W sobotę zameldowaliśmy się nad dołkiem wspomnianym przez Kwaziego. Tylko gdzie ten tumult wędkarzy? Nie ma żywej duszy. Pewnie nas Kwazi wyprowadził w pole i ma teraz ubaw. No ale skoro już jesteśmy to wędkarska przyzwoitość nakazuje wykonać po kilka rzutów kontrolnych. Płytki zbiornik, w którym woda nie przekraczała metra głębokości rozlany na powierzchni niecałego hektara, przedzielony był wąskim piaszczystym wałkiem na dwoje. Jaki by to zbiornik nie był należy go obejrzeć aby wydedukować gdzie może się skupiać drapieżnik. Jakub od razu zwrócił uwagę na fakt, że woda z lewej strony nasypu jest dużo bardziej mętna niż po prawej. Dało nam to sygnał, że szczupaka należy szukać z lewej. Ja z kolei zwróciłem uwagę na kierunek wiatru, który szczątki roślinności i resztki suchej trzciny spychał w ciekawe zakole. Stało się oczywistym, że to tu zaczniemy wędkować. Ponieważ czasu mieliśmy dużo w zapasie postanowiliśmy połowić stacjonarnie na żywczyka ale jak to u nas zwykle bywa tego żywczyka musieliśmy sobie najpierw złowić. Kilka garstek drobnej zanęty wylądowało w łowisku i po kilku minutach dwa małe spławiczki kiwały się na wodzie. Niestety mimo prób, kombinowania z zanętą, przynętą czy gruntem nie dało żadnego efektu. Tylko mnóstwo słonecznicy wypasało się na smużącej zanęcie.

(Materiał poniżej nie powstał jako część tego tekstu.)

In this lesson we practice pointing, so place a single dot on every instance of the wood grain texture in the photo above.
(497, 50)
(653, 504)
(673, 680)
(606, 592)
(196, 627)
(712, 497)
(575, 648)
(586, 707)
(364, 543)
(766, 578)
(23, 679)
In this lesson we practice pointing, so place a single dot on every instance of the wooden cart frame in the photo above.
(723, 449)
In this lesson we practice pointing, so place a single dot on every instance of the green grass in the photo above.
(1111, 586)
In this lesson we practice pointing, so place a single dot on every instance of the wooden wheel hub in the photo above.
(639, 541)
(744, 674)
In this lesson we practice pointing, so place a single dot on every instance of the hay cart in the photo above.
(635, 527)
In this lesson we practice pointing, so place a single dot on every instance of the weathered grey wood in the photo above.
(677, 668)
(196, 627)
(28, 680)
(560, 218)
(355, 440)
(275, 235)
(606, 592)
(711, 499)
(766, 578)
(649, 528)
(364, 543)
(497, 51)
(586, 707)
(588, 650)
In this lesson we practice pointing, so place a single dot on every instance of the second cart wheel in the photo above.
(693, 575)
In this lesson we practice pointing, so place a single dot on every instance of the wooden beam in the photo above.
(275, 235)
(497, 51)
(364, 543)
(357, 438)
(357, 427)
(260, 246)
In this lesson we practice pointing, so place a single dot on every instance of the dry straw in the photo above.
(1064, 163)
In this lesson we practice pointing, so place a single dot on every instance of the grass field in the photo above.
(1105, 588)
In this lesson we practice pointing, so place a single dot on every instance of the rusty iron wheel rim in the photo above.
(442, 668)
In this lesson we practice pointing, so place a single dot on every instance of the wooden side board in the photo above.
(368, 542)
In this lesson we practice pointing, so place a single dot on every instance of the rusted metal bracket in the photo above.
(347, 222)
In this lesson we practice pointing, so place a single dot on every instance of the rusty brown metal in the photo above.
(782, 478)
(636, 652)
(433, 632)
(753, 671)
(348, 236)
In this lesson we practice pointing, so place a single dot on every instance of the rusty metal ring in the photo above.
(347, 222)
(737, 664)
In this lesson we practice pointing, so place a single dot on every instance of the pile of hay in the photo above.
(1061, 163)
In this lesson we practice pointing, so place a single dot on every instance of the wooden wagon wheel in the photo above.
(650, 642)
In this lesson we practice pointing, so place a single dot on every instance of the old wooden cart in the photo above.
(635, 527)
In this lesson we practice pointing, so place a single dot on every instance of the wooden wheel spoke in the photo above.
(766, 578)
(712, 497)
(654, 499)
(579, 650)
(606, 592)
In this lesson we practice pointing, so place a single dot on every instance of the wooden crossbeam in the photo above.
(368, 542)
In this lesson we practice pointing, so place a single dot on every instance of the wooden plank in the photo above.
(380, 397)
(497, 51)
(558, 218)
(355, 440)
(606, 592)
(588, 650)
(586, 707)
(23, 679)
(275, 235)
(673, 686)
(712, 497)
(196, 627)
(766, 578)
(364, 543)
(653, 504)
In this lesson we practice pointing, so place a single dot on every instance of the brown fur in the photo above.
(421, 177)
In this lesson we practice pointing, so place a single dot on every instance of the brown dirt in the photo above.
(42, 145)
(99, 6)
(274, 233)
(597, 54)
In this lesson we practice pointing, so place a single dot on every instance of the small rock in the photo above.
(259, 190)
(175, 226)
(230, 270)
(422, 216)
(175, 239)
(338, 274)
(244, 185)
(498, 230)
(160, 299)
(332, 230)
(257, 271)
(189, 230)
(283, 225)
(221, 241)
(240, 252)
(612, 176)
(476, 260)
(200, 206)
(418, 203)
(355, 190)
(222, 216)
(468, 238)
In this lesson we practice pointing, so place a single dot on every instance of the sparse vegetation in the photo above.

- no nic, trzeba spakować te spławikówki i rozłożyć spiny – słusznie zniecierpliwił się Kuba, który z resztą, zamiast ze mną dzielnie łowić żywce, od kilkunastu minut ganiał z aparatem za zimorodkiem. Taka obfitość słonecznicy zwabiła w trzcinowisko kilka pięknie wybarwionych egzemplarzy.
Zmieniliśmy metodę wędkowania na bardziej mobilną i biczowaliśmy ciekawsze zakątki zbiornika. Kuba miał pierwszy kontakt z rybą ale niestety szczupak jedynie odprowadził przynętę do brzegu. Ja uparłem się, że będę łowił duże szczupaki na wirówkę imitującą okazałą płotkę. Nie wiem skąd miałem tego cudaka ale samo jej prowadzenie znacznie uginało szczytówkę wędki. Naprawdę niezły kawał „żelaza” jak na takie małe wody. Wykonane rzuty zamieniały się w dziesiątki rzutów, te z kolei w setki aż tu nagle…..!! Trach i podczas rzutu urwał się wolfram a wirówka z donośnym pluskiem wylądowała na środku wody. Pudełko z przynętami zostawiłem w samochodzie więc przeszukałem spiesznie kieszenie kamizelki czy nie mam nic przy sobie. Jedynie co udało mi się wyszperać to stary przypon wolframowy przypominający sprężynę i malutką, smukłą boleniową blaszkę.Coś na kształt małego wierzbowego listka. Rozmiarem tylko nieznacznie przewyższała wypasioną słonecznicę:) Ach! i tak „dziady” nie biorą to co za różnica czym będę śmiajtał? - pomyślałem. Kilka rzutów i siadł pierwszy szczupaczek. Kolejne kilka i jest następny, potem 3. Kuba widząc obrót wydarzeń przeszukał arsenał i to co było w nim najpodobniejsze do mojej blaszki to mors nr 1. Postanowił mnie gonić więc wziął sprzęt i przeprawił się na drugą stronę zbiornika, która porośnięta była niezwykle szerokim pasem trzciny. Widziałem go tylko wtedy gdy pojawił się nad samym brzegiem wody, słyszałem zaś, zawsze gdy zmieniał miejscówkę brodząc wśród gęstego trzcinowiska.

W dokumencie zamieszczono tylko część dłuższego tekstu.